The company will deploy 30 System z9 mainframes running Linux within six data centers to replace 3,900 servers, which will be recycled by IBM Global Asset Recovery Services.

The data centers are located in Poughkeepsie, N.Y., Southbury, Conn., Boulder, Colo., Portsmouth, UK; Osaka, Japan, and Sydney, Australia.

The company is focused mainly on moving workloads generated by WebSphere, SAP and DB2, but will also shift some of its Lotus Notes infrastructure.

The mainframe?s z/VM virtualization technology will play a big role in dividing up resources, including processing cycles, networking, storage and memory. With z/VM 5.3, IBM can host hundreds of instances of Linux on a single processor. The z9?s Hipersockets technology, a sort of virtual Ethernet, will support communication between virtual servers on a single mainframe. IBM also will take advantage of logical partitioning, which is rated at Level 5, the highest security ranking on the Common Criteria?s Evaluation Assurance Level (EAL).

IBM says energy costs represent the bulk of $250 million in expected savings over five years.

Now, before we look at substantive issues here, it's important to note that $250 million divided by 3,900 is $64,102 per server -meaning that this story embeds the prediction that energy cost will go up by a factor of more than seven sometime later this year.

Note too that a Dell 860 server with a dual core Pentium D at 3.2Ghz, an 80GB disk, and 2GB of memory lists for $1,060 while a 26Mips z9 (about 120 x86 Mhz) with seven attached 1.65Ghz Power5 class linux processors each with 16GB, lists at about $850,000 with SuSe 9.0. The cost, therefore, of the 30 z9s mentioned will exceed that for 3,900 new Dells by just about exactly five times or $20,000,000 - and that's before additional IBM licensing and storage.

This story, in other words, is as obviously bogus as the two mentioned yesterday.

We do not know what the service times or request frequencies for the 3,900 x86 servers look like, but we can make assumptions about this, do the arithmetic, and then see what that tells us about how well this transition is likely to work.

The 7 IFLs attached to each z9 offer a total of 11.55 PPC Ghz - at the usual 2:1 PPC advantage, this is roughly equivelent to 24 x86 Ghz. 130 (3900/30) single core x86 servers at 3Ghz offer 390 x86 Ghx.

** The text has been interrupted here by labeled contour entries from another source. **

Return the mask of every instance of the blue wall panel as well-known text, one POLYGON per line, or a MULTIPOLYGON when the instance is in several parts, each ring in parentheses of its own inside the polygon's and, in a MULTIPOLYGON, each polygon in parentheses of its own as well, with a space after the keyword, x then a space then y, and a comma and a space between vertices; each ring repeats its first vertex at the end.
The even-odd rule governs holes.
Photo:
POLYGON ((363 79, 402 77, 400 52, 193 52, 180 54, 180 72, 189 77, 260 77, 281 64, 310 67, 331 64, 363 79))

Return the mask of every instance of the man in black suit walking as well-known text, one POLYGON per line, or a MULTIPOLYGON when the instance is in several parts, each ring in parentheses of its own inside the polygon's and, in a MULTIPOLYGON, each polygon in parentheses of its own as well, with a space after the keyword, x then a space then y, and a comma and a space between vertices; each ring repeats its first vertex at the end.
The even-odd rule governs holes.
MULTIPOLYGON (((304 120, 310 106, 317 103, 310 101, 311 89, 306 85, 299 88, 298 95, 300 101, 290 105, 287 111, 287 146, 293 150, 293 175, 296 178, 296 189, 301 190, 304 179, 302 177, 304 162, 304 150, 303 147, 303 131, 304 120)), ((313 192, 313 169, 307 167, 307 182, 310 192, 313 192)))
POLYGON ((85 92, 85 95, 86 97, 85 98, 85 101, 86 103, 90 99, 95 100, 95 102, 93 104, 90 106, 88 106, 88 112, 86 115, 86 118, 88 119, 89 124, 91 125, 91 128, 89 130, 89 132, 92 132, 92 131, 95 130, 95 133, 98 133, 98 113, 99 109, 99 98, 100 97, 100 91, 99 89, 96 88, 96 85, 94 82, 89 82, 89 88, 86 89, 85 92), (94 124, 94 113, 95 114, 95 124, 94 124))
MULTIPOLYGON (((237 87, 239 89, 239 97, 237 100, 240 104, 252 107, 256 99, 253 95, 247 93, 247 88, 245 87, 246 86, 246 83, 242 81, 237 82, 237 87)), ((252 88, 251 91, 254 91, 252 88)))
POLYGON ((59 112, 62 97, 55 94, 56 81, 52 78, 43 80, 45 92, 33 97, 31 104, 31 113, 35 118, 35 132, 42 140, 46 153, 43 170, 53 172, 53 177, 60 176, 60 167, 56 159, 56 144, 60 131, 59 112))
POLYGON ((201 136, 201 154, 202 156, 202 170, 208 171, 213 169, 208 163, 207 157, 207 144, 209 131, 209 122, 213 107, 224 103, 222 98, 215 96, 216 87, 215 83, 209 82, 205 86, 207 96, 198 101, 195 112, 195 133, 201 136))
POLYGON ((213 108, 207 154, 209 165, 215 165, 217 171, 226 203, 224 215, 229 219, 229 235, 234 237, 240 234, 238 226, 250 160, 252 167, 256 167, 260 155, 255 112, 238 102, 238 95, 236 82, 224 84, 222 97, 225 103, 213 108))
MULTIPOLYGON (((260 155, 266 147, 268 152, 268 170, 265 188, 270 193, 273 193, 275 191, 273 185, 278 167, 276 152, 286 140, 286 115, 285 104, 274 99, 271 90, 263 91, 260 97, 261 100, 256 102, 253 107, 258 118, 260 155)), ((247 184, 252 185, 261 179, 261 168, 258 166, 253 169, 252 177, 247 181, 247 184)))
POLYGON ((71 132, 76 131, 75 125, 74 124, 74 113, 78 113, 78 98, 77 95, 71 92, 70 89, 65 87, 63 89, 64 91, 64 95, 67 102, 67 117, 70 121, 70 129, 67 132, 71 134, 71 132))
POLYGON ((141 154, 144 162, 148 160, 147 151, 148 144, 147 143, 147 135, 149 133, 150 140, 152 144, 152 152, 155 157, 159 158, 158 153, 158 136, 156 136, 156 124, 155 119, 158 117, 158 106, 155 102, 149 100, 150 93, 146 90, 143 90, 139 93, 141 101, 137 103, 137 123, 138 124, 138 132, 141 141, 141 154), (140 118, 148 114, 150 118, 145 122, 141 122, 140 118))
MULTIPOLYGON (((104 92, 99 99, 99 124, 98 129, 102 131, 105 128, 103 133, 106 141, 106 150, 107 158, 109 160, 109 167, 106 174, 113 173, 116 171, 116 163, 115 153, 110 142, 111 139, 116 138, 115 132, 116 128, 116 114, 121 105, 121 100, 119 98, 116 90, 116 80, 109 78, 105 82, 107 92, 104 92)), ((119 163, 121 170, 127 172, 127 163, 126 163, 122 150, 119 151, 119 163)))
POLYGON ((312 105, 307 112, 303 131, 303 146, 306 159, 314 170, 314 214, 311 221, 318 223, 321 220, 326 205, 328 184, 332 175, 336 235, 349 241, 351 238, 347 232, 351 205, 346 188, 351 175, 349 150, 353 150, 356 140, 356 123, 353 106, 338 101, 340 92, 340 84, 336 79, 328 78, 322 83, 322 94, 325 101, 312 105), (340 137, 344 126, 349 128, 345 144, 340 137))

In other words, if mainframe ghosting imposed zero overhead and everything ran from directly connected ram disks, than the maximum x86 average utilization the z9 could handle would be just under 6%.

Notice, however, that this is not a linear function - the 6% noted above is a local maximum for a function determined by the relative task completion potential for the two processors in the context of the workload thrown at them. If, for example, the x86 workload consisted of one request per server per minute and that request took an average of 0.6 seconds to service, you'd have a 1% x86 utilization rate - but the mainframe would need 62 seconds per minute to keep up with the workload.

In practice, of course, overheads are a killer because there isn't enough memory or network bandwidth available keep all 130 ghosts alive concurrently.

The bottom line is simple: to the average user going from a a system with 11,700 x86 Ghz to one with 346 PPC Ghz will be almost exactly like going from a 3000 Mhz x86 machine to one running at 180 Mhz - and what that means is not only will the data center never get close to break even on capital cost, but the organization as a whole will incur significant losses because users expect better and will adapt, usually by some combination of drunken sailor spending on Wintel to bypass data center delays and/or by slowing whatever they do to match the mainframe's pace.